03/01/2020
Un lavoratore ha posto in essere un atto di autotutela astenendosi dal prestare la sua attività lavorativa perché era stato ingiustamente adibito dal datore di lavoro a mansioni inferiori. Il suo rifiuto a prestare l'attività lavorativa dequalificante è avvenuto dopo due mesi dall'adibizione alle mansioni inferiori e dopo che aveva chiesto inutilmente al datore di lavoro di essere adibito alle mansioni precedentemente svolte. Il datore di lavoro ha contestato al lavoratore la sua assenza ingiustificata dal lavoro; al momento della contestazione il lavoratore risultava essere stato assente dal lavoro per oltre quattro giorni consecutivi. Il tribunale e la corte di appello hanno dichiarato la illegittimità del licenziamento perché ingiustificato avendo giudicato il rifiuto a prestare l'attività lavorativa direttamente collegato alla ingiusta dequalificazione professionale perpetrata dall'azienda.

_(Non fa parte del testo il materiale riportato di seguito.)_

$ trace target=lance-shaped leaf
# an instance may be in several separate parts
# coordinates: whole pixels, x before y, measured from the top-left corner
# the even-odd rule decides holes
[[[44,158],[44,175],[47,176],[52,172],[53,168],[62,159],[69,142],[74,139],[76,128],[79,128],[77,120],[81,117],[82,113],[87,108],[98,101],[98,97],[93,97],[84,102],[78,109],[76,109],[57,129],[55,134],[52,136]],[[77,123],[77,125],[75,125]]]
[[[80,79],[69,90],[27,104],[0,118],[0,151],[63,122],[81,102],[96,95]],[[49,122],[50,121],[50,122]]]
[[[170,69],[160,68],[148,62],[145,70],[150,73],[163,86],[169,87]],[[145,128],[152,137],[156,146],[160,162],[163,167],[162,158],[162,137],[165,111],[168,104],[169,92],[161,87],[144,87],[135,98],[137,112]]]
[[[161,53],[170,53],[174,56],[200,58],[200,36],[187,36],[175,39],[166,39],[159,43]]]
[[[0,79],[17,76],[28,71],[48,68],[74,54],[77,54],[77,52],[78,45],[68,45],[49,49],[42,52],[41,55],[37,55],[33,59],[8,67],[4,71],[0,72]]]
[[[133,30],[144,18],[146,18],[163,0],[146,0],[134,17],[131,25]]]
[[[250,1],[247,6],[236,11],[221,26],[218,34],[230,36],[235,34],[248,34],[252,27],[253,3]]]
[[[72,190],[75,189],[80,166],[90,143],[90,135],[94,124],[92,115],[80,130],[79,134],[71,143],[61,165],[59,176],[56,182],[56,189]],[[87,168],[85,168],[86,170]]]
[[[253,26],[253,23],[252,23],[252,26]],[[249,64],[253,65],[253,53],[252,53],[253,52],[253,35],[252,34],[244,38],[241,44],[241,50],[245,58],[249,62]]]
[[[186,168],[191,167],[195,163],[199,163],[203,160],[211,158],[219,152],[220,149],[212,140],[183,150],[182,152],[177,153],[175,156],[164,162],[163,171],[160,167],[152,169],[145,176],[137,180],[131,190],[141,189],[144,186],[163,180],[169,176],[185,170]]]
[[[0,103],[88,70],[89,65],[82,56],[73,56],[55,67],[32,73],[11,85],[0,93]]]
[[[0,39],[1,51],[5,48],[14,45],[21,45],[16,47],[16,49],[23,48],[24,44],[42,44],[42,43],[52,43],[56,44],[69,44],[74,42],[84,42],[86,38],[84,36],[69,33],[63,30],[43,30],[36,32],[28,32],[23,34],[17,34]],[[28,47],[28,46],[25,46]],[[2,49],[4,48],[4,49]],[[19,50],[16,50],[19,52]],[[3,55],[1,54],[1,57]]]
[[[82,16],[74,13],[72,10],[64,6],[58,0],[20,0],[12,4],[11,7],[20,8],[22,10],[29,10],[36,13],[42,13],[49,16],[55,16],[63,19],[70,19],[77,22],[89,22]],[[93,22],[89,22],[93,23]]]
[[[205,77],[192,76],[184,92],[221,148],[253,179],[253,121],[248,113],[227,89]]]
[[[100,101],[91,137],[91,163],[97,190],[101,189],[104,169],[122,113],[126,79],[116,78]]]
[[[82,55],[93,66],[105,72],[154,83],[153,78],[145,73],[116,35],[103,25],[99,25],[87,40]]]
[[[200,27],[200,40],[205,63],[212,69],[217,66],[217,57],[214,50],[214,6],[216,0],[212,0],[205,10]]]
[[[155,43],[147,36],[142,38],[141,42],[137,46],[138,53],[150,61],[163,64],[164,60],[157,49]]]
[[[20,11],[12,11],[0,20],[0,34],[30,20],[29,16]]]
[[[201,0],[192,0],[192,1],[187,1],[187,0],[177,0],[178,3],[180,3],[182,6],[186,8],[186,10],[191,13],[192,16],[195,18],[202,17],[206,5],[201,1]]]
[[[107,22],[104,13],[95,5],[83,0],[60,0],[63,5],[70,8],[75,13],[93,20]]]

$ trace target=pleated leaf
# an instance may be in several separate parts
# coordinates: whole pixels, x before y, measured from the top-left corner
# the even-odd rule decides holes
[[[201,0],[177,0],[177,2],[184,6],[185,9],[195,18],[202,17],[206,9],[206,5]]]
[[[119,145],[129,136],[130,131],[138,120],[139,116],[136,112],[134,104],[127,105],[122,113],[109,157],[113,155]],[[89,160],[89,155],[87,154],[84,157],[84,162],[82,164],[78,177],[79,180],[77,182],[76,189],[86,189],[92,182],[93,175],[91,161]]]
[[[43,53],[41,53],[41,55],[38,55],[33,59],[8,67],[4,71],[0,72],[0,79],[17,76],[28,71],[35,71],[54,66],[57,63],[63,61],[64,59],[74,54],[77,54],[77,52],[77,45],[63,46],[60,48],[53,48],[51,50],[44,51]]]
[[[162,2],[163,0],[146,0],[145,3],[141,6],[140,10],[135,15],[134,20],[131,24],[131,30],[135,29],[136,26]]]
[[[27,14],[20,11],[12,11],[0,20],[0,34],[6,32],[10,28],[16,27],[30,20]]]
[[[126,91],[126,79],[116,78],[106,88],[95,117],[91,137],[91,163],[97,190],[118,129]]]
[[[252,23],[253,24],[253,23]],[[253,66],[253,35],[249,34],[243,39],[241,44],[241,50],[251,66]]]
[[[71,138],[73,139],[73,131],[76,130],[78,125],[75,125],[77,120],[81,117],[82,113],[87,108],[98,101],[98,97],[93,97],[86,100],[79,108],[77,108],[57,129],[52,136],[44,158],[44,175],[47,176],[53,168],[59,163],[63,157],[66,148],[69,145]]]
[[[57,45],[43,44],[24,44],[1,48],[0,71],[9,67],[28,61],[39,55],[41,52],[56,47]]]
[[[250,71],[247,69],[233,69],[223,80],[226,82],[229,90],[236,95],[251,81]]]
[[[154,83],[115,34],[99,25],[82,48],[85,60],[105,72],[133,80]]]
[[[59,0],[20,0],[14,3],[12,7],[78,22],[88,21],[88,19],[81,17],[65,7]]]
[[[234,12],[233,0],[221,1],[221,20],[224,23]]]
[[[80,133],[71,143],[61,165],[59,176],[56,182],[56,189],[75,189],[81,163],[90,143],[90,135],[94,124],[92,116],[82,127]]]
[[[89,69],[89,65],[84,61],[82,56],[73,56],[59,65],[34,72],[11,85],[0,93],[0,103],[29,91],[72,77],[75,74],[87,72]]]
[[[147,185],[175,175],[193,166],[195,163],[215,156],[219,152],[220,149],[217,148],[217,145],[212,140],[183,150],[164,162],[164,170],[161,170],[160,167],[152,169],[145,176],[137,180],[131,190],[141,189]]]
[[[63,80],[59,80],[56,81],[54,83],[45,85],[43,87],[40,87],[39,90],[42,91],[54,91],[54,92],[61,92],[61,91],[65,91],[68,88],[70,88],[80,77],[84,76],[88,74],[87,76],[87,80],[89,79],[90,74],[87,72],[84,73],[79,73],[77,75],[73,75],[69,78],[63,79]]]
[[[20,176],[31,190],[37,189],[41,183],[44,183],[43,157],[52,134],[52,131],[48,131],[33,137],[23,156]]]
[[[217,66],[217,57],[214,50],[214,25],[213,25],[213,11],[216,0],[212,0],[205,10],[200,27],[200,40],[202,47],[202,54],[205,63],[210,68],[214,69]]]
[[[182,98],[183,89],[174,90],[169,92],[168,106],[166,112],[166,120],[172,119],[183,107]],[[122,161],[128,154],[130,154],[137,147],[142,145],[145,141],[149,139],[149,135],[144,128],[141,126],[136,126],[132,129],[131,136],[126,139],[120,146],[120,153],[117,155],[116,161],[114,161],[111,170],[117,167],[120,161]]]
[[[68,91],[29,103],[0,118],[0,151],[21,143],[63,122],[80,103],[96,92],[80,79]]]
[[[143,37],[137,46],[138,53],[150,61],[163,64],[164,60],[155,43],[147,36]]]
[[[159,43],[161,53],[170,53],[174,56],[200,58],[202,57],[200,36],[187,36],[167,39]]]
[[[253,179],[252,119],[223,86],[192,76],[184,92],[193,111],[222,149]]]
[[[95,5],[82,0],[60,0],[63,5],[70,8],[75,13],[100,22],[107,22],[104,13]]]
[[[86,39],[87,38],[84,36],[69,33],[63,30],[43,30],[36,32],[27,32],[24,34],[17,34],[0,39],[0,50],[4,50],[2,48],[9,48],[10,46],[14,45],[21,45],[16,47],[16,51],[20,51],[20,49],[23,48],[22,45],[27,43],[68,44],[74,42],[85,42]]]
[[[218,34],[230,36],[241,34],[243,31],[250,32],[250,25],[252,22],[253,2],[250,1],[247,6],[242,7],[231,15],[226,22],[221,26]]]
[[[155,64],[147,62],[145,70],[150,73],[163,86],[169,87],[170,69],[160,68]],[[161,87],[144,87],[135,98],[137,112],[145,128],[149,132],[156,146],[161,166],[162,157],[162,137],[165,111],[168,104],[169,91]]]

La cassazione, chiamata a pronunciarsi, ha capovolto la decisione dei giudici di merito ed ha dichiarato legittimo il licenziamento. La cassazione ha motivato la sua decisione affermando che "...il lavoratore non può rendersi totalmente inadempiente alla prestazione sospendendo ogni attività lavorativa, ove il datore di lavoro assolva a tutti gli altri propri obblighi (pagamento della retribuzione, copertura previdenziale e assicurativa, assicurazione del posto di lavoro, potendo-una parte-rendersi totalmente inadempiente e invocare l'articolo 1460 codice civile soltanto se totalmente inadempiente l'altra parte. L'adibizione a mansioni corrispondenti alla qualifica rivestita può, infatti, consentire al lavoratore di richiedere giudizialmente la riconduzione della prestazione nell'ambito della qualifica di appartenenza, ma non lo autorizza a rifiutarsi aprioristicamente, e senza eventuale avallo giudiziario che, peraltro, può essergli urgentemente accordato in via cautelare, di eseguire la prestazione lavorativa richiestagli, in quanto egli è tenuto ad osservare le disposizioni per l'esecuzione del lavoro impartite dall'imprenditore ai sensi dell'articolo 2087 e 2104 codice civile, da applicarsi alla stregua del principio sancito dall'articolo 41 della costituzione…"
Per la cassazione l'inadempimento del datore di lavoro non può consistere in una semplice dequalificazione professionale del prestatore d'opera ma occorre qualche cosa di più grave e cioè un inadempimento datoriale molto più complesso e rilevante. Cassazione sezione lavoro, sentenza numero 836/2018, depositata il 16 gennaio.